Suppose not. Let $U, V$ be nonempty disjoint open sets such that $(a,b) = U \cup V$. Let $x \in U, y \in V$, and w.l.o.g. assume that $x < y$. Consider the set $S = \{z \in V | z > x\} \subseteq V$. Since $S$ is nonempty (because $y \in S$), and $x$ is a lower bound, so infimum of the set $S$ exists; call it $\alpha$. Note further that $\alpha \in (a,b)$ because $x \leq \alpha \leq y$.
Now, if $\alpha \in U$, then since $U$ is open, there is ball of some radius (say, $\epsilon$) centered at $\alpha$ in $U$, which is also contained in $(a,b)$. But that contradicts $\alpha$ being the inf, because $\alpha+\epsilon/2$ is a lower bound for $S$, and it is strictly greater than $\alpha$.
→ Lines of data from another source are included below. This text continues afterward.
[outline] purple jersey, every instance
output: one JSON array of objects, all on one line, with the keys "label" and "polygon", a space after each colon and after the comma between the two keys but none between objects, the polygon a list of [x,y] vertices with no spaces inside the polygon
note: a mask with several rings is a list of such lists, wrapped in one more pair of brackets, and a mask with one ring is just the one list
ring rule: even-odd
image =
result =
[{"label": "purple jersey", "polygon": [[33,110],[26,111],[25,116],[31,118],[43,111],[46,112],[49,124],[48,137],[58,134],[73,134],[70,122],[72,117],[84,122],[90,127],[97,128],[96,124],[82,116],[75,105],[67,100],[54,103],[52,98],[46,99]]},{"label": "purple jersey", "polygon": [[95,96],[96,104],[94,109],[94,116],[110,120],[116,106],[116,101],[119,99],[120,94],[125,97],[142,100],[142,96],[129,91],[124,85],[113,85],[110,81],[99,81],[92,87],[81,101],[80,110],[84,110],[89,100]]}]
Similarly, if $\alpha \in V$, we again have a similar situation, and we can find an element in $S$ which is smaller than $\alpha$. A contradiction.
Thus we get a contradiction either way. So such a decomposition into sets is not possible. This concludes the argument.
It deviates from the standard proof, but only a little. It was graded as incorrect. So I am wondering what is wrong with this argument?
This is indeed a correct argument as confirmed via regrading. Thank you.